The use of genomic tests is increasingly widespread, but this does not yet happen regularly in our country. “For about two years – he adds Alessandra Fabi, national councilor of the Italian Association of Medical Oncology (Aiom) – the tests are actually available and free in all 21 Italian regional health systems. However, there are still difficulties in accessing tests in certain areas of the Peninsula. We sometimes see an underestimation by some specialists of the advantages induced by the tests. It is clear that we must promote them more with targeted educational activities and thus increase their use”.

The uncertain cases

In July 2021, the decree of the Ministry of Health was published in the Official Journal for the allocation method and requirements for using the fund for genomic tests for early-stage hormone-responsive breast cancer. “It was a long-awaited provision which followed the allocation of 20 million euros for the purchase of exams decided months earlier by Parliament – he recalls Cognetti. This provision indicated and established, among other things, the categories of women at low or high risk and the so-called uncertain cases: in this intermediate group the tests provide information on the clinical outcome, regardless of the treatment”.

Genomic tests available

What are the most reliable genomic tests currently? “Among the four available so far – replies Cognetti – the Oncotype DX test® it is currently the genomic test with the greatest amount of scientific evidence to support it. It uses the qRT-PCR technique and analyzes 21 genes: 16 oncogenes and 5 reference genes. It is indicated in the most important international and national guidelines for its both prognostic and predictive capacity regarding the benefit obtained from the addition of chemotherapy to hormone therapy alone”.
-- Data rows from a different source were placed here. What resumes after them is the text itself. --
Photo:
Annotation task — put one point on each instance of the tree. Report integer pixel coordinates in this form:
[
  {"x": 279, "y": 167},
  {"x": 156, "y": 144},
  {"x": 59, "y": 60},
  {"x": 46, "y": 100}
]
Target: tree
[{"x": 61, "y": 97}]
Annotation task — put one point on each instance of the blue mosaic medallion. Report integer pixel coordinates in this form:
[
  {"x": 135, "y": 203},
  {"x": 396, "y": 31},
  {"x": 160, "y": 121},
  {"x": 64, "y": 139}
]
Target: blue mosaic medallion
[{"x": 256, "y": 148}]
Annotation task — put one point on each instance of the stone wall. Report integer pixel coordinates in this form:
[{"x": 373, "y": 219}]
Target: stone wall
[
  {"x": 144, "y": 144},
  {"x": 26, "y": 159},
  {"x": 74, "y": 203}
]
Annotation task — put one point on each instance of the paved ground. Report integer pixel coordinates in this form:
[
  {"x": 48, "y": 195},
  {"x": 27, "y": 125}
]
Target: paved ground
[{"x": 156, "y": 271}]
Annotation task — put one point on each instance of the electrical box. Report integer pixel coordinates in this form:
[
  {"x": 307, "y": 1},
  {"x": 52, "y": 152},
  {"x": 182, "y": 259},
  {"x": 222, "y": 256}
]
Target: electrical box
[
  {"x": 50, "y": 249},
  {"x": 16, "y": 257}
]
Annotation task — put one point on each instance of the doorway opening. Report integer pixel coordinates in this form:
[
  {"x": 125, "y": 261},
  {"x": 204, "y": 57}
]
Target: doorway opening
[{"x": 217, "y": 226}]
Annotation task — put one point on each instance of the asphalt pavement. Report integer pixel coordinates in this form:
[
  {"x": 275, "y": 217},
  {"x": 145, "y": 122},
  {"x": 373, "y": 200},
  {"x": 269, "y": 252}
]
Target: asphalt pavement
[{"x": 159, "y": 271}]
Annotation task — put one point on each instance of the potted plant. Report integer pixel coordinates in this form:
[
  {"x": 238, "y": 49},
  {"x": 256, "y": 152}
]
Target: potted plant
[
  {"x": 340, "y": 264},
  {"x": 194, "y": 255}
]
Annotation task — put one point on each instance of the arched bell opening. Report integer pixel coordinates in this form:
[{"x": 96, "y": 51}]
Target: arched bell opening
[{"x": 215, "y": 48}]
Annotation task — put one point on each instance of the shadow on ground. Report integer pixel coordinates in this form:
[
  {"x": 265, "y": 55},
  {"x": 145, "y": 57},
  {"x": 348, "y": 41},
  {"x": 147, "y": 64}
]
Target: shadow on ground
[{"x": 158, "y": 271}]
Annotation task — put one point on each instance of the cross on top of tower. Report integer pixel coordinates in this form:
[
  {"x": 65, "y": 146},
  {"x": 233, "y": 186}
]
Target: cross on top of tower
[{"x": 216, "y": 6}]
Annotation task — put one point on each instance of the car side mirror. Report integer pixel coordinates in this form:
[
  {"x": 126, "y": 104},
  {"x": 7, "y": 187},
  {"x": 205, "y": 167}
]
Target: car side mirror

The importance of early diagnosis

At the moment, breast cancer is the most frequently diagnosed cancer in women in Italy. Most likely – Fabi underlines – the incidence will continue to grow if we consider the main risk factors such as age, incorrect lifestyles, reproductive and hormonal factors, family history or heredity. It is clear that, if we want to increase survival and recovery, we must further increase the number of early diagnoses. At the same time, we must increasingly be able to personalize treatments by adapting them to the individual case.”